The promise of wind energy.

We must transition now!

Sustainable Tompkins submitted the following statement to the Tompkins County Planning, Energy, and Environmental Quality Committee on October 15, and the Lansing Star.  The committee heard from the Chamber of Commerce president that they are in full support of the build-out of gas pipelines in our community.  Gay Nicholson joined 4 other members of the local group opposing the Dryden pipeline in speaking to the committee about our concerns:

In 2008, our Tompkins County legislature adopted a goal of reducing county greenhouse gas emissions 80% by 2050 as part of its Energy Element amendment to the county comprehensive plan.

For any county goal to be meaningful, we have to make sure there is alignment with our other goal-setting, policymaking, and budgeting activities. We especially need greater coordination between our energy and climate goals and our economic development strategy. Tompkins County needs to insist on full-cost accounting and risk assessment whenever proposals to expand fossil fuel-dependency are brought forth.

TCAD is our county’s official economic development agency and is supported by county taxpayers.

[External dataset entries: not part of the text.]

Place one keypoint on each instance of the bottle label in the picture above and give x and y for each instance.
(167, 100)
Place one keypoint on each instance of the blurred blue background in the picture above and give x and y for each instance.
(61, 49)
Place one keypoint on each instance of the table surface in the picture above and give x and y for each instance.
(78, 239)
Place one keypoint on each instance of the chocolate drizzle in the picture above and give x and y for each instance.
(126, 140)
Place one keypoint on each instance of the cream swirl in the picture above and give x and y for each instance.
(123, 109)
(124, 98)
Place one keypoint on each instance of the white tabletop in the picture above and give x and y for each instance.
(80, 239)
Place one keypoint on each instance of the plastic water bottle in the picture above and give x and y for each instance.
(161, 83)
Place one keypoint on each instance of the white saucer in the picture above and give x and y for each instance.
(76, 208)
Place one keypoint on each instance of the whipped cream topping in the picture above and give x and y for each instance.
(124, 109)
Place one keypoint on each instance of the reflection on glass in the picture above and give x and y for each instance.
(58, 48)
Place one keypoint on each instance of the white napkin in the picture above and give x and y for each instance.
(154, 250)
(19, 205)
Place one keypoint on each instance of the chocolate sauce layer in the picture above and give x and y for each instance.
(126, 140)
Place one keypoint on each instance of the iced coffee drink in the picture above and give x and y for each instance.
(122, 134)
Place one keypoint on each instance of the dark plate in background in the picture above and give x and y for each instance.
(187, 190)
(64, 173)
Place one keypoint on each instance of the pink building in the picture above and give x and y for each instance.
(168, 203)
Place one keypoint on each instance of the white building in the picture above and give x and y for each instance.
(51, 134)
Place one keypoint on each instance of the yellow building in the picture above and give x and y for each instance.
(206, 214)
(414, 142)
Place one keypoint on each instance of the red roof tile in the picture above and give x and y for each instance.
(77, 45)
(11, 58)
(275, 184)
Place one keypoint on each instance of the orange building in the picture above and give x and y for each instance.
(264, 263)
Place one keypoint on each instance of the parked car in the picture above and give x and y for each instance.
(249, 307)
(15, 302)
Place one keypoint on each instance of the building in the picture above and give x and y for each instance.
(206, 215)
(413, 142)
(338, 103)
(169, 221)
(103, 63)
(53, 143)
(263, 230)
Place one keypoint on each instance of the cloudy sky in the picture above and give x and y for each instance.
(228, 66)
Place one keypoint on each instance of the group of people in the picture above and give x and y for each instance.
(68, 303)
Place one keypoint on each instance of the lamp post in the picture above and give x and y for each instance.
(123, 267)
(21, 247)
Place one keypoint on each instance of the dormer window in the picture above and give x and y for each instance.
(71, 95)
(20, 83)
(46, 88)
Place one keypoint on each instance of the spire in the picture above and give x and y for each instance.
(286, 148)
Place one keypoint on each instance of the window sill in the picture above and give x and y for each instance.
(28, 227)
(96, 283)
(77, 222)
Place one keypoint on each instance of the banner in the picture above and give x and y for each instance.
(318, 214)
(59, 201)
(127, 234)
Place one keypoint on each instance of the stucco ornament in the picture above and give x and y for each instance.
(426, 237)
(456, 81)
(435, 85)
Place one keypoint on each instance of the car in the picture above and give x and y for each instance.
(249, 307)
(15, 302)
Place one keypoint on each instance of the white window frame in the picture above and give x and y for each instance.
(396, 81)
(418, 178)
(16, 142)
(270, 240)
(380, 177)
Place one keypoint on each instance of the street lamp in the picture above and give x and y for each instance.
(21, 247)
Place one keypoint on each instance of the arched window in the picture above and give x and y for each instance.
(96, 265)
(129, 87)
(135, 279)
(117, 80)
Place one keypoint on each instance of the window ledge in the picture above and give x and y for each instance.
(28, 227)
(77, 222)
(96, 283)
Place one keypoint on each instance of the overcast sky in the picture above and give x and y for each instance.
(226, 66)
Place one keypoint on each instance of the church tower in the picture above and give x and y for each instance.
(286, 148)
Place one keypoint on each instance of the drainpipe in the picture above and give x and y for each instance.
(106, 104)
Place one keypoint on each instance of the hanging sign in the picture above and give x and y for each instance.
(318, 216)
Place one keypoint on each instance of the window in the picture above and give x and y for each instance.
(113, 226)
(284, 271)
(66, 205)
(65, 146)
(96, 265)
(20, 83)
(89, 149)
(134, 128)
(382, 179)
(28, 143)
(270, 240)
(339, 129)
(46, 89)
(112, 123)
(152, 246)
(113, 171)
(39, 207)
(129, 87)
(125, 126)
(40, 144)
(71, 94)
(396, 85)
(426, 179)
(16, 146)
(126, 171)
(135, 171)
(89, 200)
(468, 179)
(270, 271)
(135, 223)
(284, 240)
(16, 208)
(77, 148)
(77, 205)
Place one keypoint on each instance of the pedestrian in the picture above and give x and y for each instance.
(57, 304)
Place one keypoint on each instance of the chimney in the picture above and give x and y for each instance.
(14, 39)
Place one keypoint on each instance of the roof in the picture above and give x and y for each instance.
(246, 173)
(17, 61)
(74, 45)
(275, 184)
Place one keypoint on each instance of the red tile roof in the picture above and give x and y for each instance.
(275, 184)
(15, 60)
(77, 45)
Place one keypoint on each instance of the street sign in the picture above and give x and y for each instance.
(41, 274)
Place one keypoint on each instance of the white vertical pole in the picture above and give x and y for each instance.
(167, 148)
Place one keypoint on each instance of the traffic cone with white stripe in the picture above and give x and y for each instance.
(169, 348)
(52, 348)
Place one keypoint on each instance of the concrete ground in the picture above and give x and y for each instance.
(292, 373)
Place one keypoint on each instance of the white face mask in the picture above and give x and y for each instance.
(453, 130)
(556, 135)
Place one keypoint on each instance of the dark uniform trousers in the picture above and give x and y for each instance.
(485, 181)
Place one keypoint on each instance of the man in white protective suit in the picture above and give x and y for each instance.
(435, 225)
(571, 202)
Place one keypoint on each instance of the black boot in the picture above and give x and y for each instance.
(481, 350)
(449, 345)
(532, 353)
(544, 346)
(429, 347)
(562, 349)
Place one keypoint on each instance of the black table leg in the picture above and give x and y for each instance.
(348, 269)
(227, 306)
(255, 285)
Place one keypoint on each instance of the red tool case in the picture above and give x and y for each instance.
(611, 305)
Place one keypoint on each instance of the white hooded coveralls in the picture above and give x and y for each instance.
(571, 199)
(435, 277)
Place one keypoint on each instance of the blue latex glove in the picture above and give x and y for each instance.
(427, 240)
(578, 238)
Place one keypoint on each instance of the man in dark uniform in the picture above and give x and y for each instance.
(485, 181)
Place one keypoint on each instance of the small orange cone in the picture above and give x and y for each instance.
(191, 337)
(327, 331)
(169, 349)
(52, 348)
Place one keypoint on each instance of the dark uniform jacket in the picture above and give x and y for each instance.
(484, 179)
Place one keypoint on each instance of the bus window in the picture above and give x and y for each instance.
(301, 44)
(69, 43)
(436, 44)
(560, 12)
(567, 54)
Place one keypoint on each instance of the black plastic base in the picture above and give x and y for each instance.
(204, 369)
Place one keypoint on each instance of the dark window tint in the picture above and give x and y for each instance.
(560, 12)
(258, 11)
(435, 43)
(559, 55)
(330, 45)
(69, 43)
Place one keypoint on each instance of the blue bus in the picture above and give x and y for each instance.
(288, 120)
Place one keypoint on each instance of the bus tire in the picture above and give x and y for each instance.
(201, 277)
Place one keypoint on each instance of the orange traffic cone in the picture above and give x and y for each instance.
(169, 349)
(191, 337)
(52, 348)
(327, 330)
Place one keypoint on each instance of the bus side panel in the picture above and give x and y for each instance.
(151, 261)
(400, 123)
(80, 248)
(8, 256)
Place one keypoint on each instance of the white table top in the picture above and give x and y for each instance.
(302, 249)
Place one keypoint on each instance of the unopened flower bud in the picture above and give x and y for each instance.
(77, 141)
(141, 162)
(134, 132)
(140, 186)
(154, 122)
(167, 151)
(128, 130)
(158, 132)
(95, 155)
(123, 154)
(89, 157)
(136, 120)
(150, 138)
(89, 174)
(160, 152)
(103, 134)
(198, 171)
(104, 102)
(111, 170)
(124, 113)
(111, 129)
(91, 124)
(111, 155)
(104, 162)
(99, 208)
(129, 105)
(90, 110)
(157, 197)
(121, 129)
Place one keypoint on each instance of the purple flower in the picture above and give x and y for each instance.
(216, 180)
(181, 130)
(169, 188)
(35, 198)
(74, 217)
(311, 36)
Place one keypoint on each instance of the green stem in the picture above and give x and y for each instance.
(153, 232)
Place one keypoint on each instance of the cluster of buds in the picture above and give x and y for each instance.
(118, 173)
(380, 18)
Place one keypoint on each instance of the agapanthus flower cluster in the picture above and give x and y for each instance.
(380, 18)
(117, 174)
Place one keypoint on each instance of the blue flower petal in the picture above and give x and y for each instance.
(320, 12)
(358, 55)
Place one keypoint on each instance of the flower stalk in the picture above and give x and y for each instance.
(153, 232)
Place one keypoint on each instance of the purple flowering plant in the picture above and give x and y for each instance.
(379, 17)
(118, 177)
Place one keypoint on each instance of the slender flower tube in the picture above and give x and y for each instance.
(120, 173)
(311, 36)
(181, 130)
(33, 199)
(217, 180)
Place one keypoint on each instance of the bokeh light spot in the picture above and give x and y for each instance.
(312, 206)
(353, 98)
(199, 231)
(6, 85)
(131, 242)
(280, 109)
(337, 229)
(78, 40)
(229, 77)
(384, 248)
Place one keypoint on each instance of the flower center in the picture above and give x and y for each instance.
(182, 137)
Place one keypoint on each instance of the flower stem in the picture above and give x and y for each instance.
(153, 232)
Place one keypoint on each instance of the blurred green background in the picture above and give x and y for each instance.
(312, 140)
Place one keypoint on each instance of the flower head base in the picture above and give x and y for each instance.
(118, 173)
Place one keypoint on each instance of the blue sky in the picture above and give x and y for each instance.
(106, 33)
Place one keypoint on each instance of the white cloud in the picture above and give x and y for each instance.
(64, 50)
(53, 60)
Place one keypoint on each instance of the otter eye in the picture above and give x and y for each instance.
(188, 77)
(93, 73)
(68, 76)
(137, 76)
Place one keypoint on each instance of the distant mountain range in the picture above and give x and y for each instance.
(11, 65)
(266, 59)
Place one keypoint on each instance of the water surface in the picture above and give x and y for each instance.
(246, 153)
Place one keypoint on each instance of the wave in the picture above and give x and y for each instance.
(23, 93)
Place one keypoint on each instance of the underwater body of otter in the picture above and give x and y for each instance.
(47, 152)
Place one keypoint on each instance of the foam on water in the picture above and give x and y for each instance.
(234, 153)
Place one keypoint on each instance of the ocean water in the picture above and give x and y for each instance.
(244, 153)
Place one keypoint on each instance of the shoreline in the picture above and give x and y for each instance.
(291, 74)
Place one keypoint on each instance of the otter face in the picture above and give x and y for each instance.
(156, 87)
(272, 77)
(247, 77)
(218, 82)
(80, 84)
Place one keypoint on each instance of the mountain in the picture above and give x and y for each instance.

Yet it continues to advocate for “business as usual” fossil-fuel dependent development in our county such as the repowering of the Cayuga plant and the addition of gas pipelines.  This creates a number of risks for county taxpayers and residents, and is in direct conflict with the goals of our county comprehensive plan.

It seems ethically irresponsible to oppose fracking in our county, but embrace an expanding and long-term dependency on fracked gas.  It seems financially irresponsible to force ratepayers to invest in gas-dependent pipelines and power plants when gas prices are forecast to rise in coming years, and become uncompetitive with renewables, efficiency investments, and demand management.  Lastly, it seems ecologically irresponsible to accelerate the pace and scale of climate disruption by procrastinating on the necessary transition away from a dependency on fossil fuels.

County taxpayers face both direct climate impacts and a growing tax bill at the federal, state, and local level to pay for climate damage. The poor and working classes are always the most impacted by severe weather and rising taxes. Let’s focus our policymaking and economic development efforts on reducing their vulnerability and their dependency on fossil fuels. We can develop our local economy in a much more responsible manner.